Tutti i criteri interpretativi basati sulla distanza emotiva e sulla lucidità razionale passano per cinismo e indifferenza.
È così che subentra a pieno titolo l’etica elastica della doppia morale, quella che portò Lucio Colletti, già partigiano e aderente al Partito Comunista, criticando la condanna a Priebke e l’unilaterale isteria antinazista, a scrivere su “Il Corriere della Sera” nell’agosto del 1996: “Sono nauseato da questo spettacolo immondo per cui oggi viene venduta la questione etica agli angoli delle strade come le piadine in Romagna”.
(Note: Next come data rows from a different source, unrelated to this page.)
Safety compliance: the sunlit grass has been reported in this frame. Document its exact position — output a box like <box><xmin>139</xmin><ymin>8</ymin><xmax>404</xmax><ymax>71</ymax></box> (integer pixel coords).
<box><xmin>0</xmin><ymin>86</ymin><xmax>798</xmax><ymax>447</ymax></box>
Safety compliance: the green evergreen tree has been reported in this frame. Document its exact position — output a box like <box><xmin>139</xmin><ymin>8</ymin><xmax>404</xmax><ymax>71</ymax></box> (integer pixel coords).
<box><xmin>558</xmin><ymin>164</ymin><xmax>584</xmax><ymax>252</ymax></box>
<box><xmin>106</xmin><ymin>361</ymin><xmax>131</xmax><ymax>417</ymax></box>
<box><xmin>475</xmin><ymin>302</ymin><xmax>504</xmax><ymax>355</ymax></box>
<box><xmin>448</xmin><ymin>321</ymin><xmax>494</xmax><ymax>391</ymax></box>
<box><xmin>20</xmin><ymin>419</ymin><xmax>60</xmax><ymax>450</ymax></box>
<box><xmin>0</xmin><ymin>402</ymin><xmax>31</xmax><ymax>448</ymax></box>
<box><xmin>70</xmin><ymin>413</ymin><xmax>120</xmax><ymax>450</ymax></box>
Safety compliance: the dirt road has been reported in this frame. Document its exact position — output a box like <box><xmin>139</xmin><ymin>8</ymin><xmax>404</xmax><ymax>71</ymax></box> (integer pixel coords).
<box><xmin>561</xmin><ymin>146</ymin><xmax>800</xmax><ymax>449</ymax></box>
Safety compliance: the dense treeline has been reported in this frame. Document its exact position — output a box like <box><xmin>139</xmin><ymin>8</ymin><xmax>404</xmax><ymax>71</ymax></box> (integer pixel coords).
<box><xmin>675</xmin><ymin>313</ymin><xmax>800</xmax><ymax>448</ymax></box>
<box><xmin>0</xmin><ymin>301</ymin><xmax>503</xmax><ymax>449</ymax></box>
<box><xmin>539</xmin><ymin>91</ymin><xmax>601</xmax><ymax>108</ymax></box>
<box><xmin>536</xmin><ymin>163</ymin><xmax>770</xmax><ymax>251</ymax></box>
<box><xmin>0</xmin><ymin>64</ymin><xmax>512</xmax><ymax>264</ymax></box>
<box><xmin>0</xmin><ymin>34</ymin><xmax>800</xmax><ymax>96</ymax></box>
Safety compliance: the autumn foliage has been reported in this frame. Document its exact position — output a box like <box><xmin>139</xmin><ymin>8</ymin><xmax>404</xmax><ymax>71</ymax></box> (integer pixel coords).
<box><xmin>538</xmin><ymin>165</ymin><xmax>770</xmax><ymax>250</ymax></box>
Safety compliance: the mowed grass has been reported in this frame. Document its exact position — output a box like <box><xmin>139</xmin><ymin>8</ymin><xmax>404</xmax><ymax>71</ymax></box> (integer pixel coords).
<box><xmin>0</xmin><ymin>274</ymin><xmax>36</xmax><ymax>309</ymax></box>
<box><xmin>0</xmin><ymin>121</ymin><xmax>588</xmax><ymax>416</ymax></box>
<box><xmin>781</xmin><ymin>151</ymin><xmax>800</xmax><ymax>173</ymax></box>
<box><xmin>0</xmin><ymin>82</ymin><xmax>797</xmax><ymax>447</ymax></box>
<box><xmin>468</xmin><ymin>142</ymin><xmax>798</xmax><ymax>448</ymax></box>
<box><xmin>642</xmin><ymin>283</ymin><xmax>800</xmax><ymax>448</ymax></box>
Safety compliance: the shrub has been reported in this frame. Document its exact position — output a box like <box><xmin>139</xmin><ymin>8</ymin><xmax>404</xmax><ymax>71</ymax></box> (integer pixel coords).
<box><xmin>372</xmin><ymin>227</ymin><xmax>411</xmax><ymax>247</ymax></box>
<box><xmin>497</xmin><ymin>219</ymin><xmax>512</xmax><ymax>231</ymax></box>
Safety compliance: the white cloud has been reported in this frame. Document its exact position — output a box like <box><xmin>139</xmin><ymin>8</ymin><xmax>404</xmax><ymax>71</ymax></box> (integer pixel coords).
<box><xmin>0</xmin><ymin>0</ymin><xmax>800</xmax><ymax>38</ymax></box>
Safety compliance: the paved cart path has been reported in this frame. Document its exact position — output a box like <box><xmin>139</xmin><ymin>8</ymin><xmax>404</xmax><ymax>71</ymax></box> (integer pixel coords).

Questa lapidaria considerazione di Colletti si adatta perfettamente a questa società, che il grande professore Giulio Maria Chiodi, maestro di simbolica politica e amico, definisce in uno dei suoi saggi come “allegorica”. Essa si manifesta quando, perduti i riferimenti simbolici di elevazione, e sostituiti da segni di semplice funzione informativa, si perde ogni dimensione trascendente dell’esistenza; quando si sono “logorate le certezze, derivanti da una fede religiosa, da costumi radicati, da ideali e valori comunemente condivisi, così come da ideologie capaci di aggregare su convincimenti sufficientemente operativi”, e tutto si riduce a superficialità e insignificanza. Le parole vengono svuotate di valore e “ovunque compaiono maschere del nulla e dell’arbitrio”.
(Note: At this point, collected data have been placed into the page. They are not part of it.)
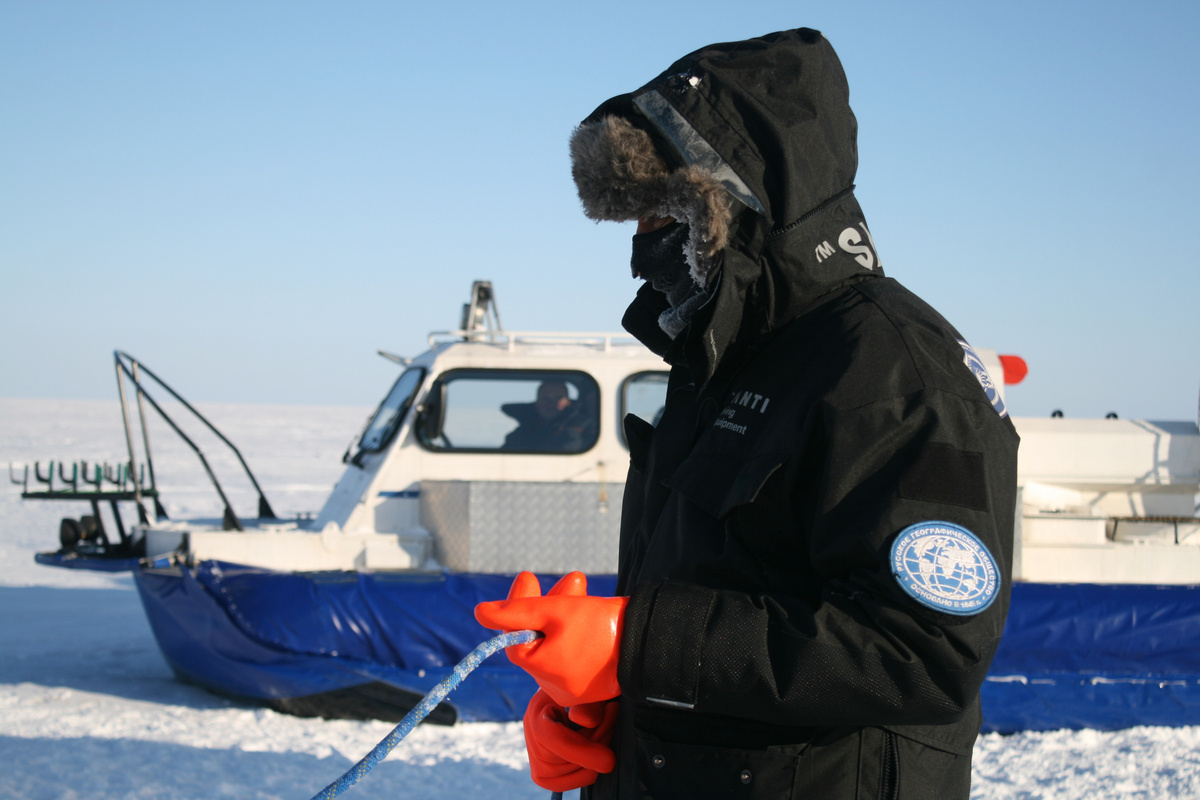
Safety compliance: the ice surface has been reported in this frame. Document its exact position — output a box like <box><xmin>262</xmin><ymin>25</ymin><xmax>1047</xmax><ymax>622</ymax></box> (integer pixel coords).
<box><xmin>0</xmin><ymin>398</ymin><xmax>1200</xmax><ymax>800</ymax></box>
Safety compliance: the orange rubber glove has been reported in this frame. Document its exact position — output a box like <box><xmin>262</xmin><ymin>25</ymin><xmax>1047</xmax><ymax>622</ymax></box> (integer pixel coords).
<box><xmin>475</xmin><ymin>572</ymin><xmax>629</xmax><ymax>708</ymax></box>
<box><xmin>524</xmin><ymin>690</ymin><xmax>618</xmax><ymax>792</ymax></box>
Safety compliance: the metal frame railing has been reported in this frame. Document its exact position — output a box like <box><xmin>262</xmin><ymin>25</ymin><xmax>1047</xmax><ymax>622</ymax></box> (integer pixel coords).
<box><xmin>113</xmin><ymin>350</ymin><xmax>275</xmax><ymax>530</ymax></box>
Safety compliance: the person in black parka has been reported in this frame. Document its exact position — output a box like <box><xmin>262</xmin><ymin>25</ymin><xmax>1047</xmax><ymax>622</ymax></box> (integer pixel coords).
<box><xmin>472</xmin><ymin>29</ymin><xmax>1018</xmax><ymax>800</ymax></box>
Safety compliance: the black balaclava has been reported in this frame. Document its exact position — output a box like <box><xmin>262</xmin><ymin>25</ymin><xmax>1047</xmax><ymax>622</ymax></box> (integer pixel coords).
<box><xmin>629</xmin><ymin>222</ymin><xmax>708</xmax><ymax>338</ymax></box>
<box><xmin>571</xmin><ymin>110</ymin><xmax>739</xmax><ymax>339</ymax></box>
Si comprende, così, il viscido buonismo di una Ferragni che ha usufruito della dabbenaggine della massa speculando sul cancro dei bambini, con l’immagine magari supportata in precedenza dalla certificazione di un selfie con il presidente della Repubblica.
Come si capisce la deriva sovversiva e scismatica di un papa che beatifica un pregiudicato trafficante di uomini e benedice urbi et orbi le organizzazioni criminali che pianificano l’invasione allogena, incurante delle conseguenze sulla sua chiesa e sullo Stato italiano.
Nessuna meraviglia neppure che il simbolo della giustizia sia stato – e non da ora – degradato a puro segno di codici elasticamente interpretati, con un assassinio premeditato risolto con 14 anni, l’uccisione d’impeto di due rapinatori con 14, l’entrata forzata nella sede dell’inutile CGIL con 8.
La parziale rassegna di fatuità etiche potrebbe continuare, ma è sufficiente riassumere questa realtà allegorica con la celeberrima frase di Pirandello: “Imparerai a tue spese che nel lungo tragitto della vita incontrerai tante maschere e pochi volti”. E la farsa societaria festeggia a pieno titolo la sua insussistenza.